- Origin: Wexford, Eíre
- Genres: hard rock
- Years active: 2003 – 2008
- Label: currently no label
- Members: Derren Dempsey Marc Hillis Johnny Fox
- Past members: Lee Byrne

= Laminate (band) =

Irish hard rock band

Laminate were a hard rock band from Co. Wexford, Ireland.
They formed in Wexford in 2003, initially as a side-project for singer/guitarist Derren Dempsey and singer/drummer Marc Hillis, both of whom were active members in other bands at the time. Having played around the local area a few times, Derren, Marc and then bassist Lee Byrne decided to leave their respective bands to concentrate purely on Laminate.

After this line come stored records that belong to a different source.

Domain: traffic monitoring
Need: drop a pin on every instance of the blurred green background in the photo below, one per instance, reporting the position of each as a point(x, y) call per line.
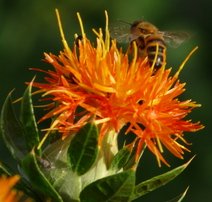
point(29, 28)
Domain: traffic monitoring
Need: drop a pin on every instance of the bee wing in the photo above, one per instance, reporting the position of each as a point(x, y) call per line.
point(174, 39)
point(121, 32)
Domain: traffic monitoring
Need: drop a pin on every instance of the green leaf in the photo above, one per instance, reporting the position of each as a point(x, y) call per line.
point(28, 119)
point(115, 188)
point(12, 131)
point(38, 180)
point(180, 197)
point(158, 181)
point(65, 181)
point(83, 149)
point(120, 159)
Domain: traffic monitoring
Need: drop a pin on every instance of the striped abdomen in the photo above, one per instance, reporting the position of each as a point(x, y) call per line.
point(159, 56)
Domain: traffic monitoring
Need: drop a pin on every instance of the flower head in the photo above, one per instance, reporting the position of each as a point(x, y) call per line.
point(100, 82)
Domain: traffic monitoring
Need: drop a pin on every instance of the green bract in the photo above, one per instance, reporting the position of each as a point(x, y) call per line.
point(74, 169)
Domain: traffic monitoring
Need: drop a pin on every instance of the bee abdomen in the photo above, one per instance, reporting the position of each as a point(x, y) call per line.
point(159, 56)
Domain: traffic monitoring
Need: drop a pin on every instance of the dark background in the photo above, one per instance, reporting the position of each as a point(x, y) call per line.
point(29, 28)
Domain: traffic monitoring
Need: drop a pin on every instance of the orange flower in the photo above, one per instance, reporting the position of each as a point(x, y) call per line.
point(100, 82)
point(6, 192)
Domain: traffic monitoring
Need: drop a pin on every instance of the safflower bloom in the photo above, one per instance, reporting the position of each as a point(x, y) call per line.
point(100, 82)
point(6, 192)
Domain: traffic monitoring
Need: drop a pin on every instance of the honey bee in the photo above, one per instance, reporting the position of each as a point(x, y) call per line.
point(150, 41)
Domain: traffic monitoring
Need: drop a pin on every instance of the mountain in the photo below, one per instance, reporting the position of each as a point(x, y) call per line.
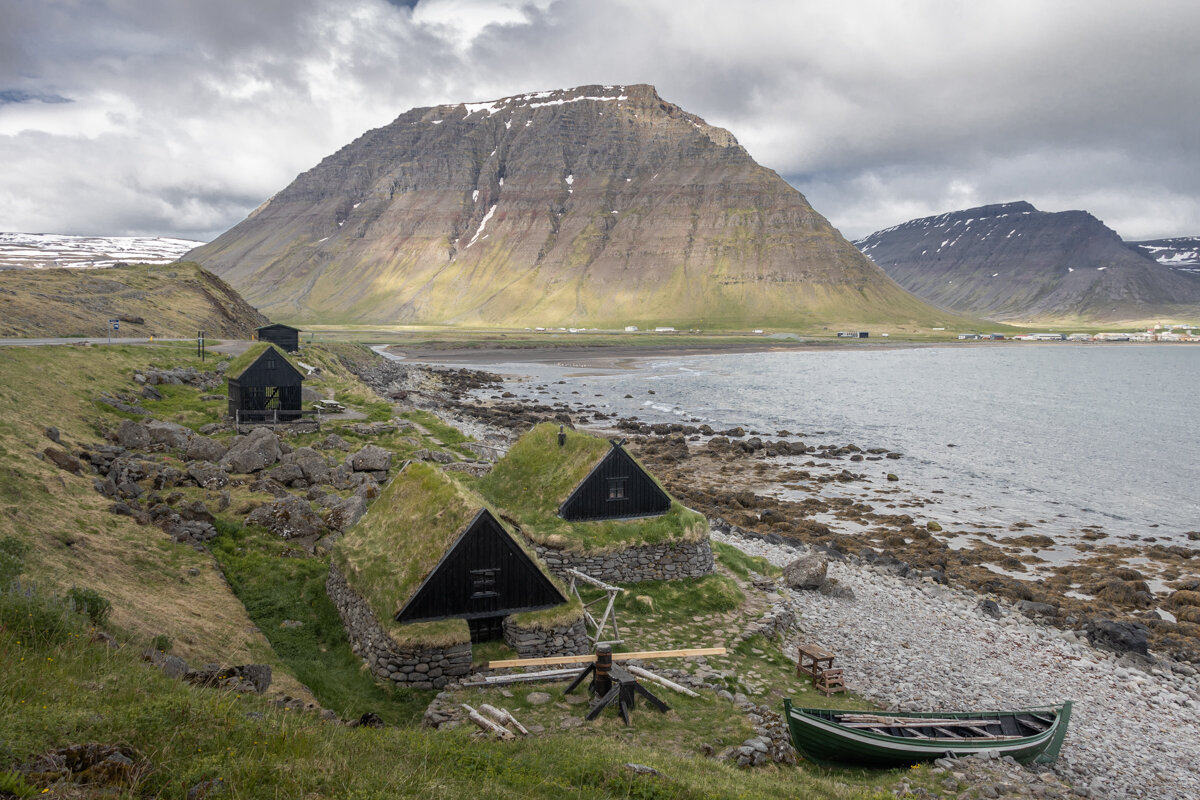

They recorded a three track demo in Grouse Lodge (famed for having hosted Muse & The Manic Street Preachers among others) which was well received by Kerrang! Magazine, and received a 9 out of 10 in Rock Sound Magazine.

The band followed this with support shows for Kerbdog, Jetplane Landing, and Hueman on some of their Irish dates. In early 2006, Johnny Fox was recruited for bass and vocal duties, which would complete the definitive line-up and start a new period for the band. Laminate's ever evolving sound has been described in many ways, with some calling it punk rock, others saying it's too melodic to be punk, and some seeing it simply as an eclectic blend of heavy rock music.

Following a quiet last few months in 2007 and remaining inactive gig-wise for most of 2008, Laminate announced they were to split, but not without one final three song EP which was very well received. Laminate also played what was thought to be two final gigs in Kilkenny and Wexford but 18 years later Laminate played 1 more gig at Rock Garman Festival in Screen, Wexford on May 23rd, 2026.

Derren, Johnny and Marc played in Ger Fox Sailing afterwards.